Retry and Failure Handling¶
As noted in Activity, activities are automatically retried on failure. The retry behavior is controlled by a configurable policy:
| Parameter | Description |
|---|---|
| Initial Delay | Delay before first retry |
| Delay Multiplier | Exponential backoff factor |
| Randomization Factor | Jitter to prevent thundering herd |
| Max Delay | Upper bound on retry delay |
| Max Attempts | Maximum number of attempts |
Retries are scheduled by updating the task's visible_from timestamp,
making it invisible to workers until the retry delay has elapsed.

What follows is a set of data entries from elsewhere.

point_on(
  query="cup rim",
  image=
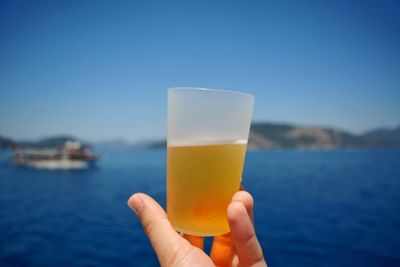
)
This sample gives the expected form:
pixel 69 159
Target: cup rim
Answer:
pixel 183 88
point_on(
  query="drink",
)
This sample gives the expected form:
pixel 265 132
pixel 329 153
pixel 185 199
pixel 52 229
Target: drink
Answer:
pixel 201 180
pixel 206 142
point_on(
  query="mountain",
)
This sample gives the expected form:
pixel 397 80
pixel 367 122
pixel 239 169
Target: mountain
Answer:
pixel 383 137
pixel 264 135
pixel 269 135
pixel 5 143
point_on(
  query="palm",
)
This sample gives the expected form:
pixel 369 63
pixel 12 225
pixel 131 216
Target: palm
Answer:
pixel 237 248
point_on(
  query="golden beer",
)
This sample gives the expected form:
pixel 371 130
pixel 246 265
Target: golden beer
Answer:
pixel 201 180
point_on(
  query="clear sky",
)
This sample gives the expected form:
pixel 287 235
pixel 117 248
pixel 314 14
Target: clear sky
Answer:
pixel 100 70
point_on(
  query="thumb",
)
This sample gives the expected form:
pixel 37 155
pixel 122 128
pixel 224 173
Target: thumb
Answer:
pixel 243 235
pixel 164 239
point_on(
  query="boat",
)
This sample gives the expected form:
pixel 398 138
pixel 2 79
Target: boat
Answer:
pixel 73 155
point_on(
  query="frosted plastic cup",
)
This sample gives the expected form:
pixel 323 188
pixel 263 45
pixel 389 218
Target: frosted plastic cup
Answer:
pixel 206 147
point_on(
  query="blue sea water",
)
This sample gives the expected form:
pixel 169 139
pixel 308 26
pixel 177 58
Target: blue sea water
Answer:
pixel 312 208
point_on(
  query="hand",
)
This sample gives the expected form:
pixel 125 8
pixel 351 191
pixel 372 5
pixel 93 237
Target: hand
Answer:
pixel 238 248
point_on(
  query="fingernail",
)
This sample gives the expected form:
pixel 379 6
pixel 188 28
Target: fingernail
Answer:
pixel 136 204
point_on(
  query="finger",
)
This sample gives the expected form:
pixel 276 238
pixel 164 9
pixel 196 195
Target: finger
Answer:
pixel 248 202
pixel 164 239
pixel 196 241
pixel 243 236
pixel 222 250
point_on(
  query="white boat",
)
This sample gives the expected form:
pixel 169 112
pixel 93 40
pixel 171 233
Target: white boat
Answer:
pixel 71 156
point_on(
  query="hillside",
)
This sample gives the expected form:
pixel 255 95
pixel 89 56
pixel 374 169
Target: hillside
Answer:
pixel 5 143
pixel 268 135
pixel 263 135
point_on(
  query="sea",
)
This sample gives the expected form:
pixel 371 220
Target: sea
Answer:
pixel 312 208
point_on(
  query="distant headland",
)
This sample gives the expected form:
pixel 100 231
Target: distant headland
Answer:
pixel 263 135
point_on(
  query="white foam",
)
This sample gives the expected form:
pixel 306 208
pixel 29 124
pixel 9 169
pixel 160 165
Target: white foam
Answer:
pixel 204 142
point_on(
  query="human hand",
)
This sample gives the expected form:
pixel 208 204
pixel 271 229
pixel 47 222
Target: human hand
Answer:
pixel 240 247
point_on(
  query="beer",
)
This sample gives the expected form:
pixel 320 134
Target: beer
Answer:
pixel 201 180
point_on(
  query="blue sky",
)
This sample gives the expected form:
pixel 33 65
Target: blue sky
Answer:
pixel 100 70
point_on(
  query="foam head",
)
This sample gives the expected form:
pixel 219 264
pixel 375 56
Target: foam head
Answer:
pixel 198 116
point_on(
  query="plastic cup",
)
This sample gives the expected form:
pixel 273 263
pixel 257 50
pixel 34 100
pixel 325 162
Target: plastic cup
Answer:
pixel 206 147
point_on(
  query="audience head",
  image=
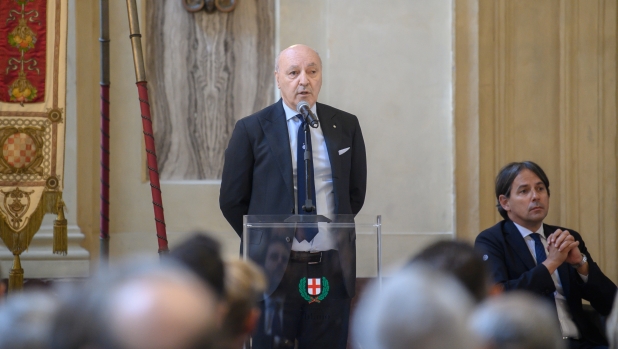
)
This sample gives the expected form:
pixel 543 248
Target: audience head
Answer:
pixel 612 326
pixel 202 255
pixel 244 285
pixel 26 320
pixel 145 306
pixel 507 175
pixel 517 320
pixel 415 308
pixel 460 259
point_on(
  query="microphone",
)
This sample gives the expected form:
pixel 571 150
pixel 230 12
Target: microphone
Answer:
pixel 303 108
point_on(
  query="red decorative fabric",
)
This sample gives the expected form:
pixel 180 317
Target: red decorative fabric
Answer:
pixel 23 30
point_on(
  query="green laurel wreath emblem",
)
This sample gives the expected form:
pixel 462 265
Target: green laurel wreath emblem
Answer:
pixel 302 288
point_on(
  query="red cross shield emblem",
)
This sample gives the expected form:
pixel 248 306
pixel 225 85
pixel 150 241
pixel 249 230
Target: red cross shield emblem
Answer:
pixel 314 286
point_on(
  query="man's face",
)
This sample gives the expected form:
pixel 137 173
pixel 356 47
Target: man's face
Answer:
pixel 299 76
pixel 528 203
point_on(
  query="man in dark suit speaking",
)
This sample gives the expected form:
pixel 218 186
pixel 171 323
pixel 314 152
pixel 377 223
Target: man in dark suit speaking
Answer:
pixel 264 174
pixel 553 262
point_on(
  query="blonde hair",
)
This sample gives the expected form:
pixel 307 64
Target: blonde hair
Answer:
pixel 244 285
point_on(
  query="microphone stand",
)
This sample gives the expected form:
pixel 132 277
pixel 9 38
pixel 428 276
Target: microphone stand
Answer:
pixel 308 206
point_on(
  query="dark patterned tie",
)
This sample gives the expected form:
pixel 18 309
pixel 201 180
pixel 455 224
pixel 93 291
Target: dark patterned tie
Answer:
pixel 305 233
pixel 539 249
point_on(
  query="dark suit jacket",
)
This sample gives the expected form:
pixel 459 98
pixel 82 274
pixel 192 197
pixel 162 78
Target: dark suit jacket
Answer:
pixel 257 174
pixel 512 265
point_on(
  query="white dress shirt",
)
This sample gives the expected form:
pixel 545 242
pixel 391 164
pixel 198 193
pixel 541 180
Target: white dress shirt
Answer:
pixel 568 327
pixel 323 180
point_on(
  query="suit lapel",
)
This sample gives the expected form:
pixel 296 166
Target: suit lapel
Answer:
pixel 331 136
pixel 275 129
pixel 514 238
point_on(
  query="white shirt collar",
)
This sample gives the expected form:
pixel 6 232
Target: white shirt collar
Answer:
pixel 525 231
pixel 291 113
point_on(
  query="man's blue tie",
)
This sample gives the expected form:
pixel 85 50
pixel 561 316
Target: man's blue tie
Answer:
pixel 307 233
pixel 541 256
pixel 539 249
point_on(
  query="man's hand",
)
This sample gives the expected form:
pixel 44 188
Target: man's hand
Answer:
pixel 559 245
pixel 575 257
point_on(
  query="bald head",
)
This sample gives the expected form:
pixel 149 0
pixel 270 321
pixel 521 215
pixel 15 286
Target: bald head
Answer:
pixel 298 71
pixel 163 312
pixel 295 47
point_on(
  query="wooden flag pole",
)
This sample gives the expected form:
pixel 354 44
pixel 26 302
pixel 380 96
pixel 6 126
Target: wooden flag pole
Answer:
pixel 104 209
pixel 142 89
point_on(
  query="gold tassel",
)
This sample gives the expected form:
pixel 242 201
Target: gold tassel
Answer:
pixel 16 276
pixel 60 232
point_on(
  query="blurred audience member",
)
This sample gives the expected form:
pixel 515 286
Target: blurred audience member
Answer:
pixel 612 326
pixel 26 320
pixel 415 308
pixel 517 320
pixel 244 285
pixel 202 255
pixel 147 306
pixel 460 259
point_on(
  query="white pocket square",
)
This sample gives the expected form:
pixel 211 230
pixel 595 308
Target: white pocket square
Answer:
pixel 343 150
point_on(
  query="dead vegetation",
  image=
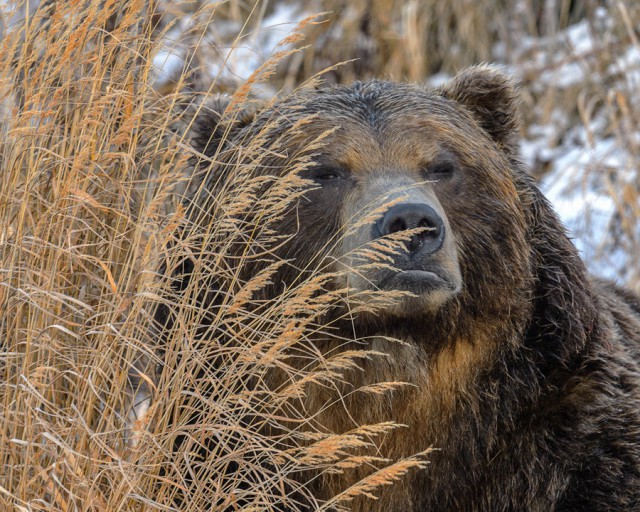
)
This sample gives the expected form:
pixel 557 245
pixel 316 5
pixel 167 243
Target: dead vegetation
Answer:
pixel 94 154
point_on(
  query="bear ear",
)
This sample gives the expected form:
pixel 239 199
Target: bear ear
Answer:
pixel 215 125
pixel 493 99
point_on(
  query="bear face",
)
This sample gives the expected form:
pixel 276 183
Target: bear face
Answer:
pixel 431 170
pixel 515 356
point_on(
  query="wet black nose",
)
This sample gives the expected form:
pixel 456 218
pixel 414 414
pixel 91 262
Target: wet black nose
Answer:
pixel 402 217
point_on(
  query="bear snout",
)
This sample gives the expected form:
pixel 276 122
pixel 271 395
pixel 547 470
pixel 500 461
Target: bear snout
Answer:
pixel 413 216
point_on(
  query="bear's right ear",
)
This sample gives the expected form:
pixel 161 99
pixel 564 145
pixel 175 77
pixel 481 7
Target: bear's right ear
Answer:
pixel 492 99
pixel 214 125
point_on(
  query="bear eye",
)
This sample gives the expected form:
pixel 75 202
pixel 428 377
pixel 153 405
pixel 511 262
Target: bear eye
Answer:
pixel 440 170
pixel 325 174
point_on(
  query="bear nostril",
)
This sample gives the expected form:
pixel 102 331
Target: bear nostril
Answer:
pixel 408 216
pixel 396 226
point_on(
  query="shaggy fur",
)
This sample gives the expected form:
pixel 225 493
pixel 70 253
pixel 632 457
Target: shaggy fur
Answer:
pixel 526 370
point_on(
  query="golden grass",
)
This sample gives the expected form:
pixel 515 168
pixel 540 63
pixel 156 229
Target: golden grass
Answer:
pixel 94 162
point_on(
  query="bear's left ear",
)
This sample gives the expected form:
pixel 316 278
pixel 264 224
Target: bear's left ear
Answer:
pixel 492 99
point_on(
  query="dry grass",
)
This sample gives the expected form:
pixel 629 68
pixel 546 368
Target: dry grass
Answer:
pixel 94 160
pixel 93 163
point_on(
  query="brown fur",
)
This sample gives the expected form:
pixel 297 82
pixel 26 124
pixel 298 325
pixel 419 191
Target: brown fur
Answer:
pixel 524 372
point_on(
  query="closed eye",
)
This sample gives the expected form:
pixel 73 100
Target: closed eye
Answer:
pixel 440 170
pixel 325 174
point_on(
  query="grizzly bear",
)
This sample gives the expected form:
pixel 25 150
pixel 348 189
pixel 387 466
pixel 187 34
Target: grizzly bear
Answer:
pixel 524 370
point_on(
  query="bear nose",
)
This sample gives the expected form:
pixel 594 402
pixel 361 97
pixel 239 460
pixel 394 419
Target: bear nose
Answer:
pixel 402 217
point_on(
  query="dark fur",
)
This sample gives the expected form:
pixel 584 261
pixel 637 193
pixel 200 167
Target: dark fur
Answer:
pixel 528 378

Failures are classified as either terminal or retryable:
- Terminal failures stop retries immediately.
- Retryable failures trigger the retry mechanism.
Noteworthy design decisions¶
Embedded¶
Not requiring an external service simplifies operations due to fewer moving parts. Testing and debugging becomes easier for the same reason.
Embedding the engine in the application further avoids network and serialization overhead during task distribution, since workers can poll the database directly.
PostgreSQL Only¶
Following the direction of the main Dependency-Track application, dex only supports PostgreSQL. This allows for more optimization techniques, easier testing / debugging, and less operational overhead for users.
No LISTEN / NOTIFY¶
Many queueing systems based on PostgreSQL utilize the LISTEN / NOTIFY
feature to reduce latencies, e.g. by emitting a notification whenever a new task has been scheduled for execution.
This was explored for dex as well, but ultimately discarded, because:
LISTENrequires a persistent, direct connection to the database, which does not play well with connection poolers.-
When a NOTIFY query is issued during a transaction, it acquires a global lock on the entire database [...] during the commit phase of the transaction, effectively serializing all commits. (Source)
Instead, dex entirely relies on polling.
Protobuf Serialization¶
Workflow events, as well as workflow and activity arguments and results, leverage Protobuf for serialization. Protobuf is fast and efficient, and serialized messages are smaller than their JSON counterparts.
The tooling around Protobuf is excellent. With buf, we have linting and breaking
change detection covered.
This decision comes with the drawback of events and payloads not being human-readable when manually inspecting database tables.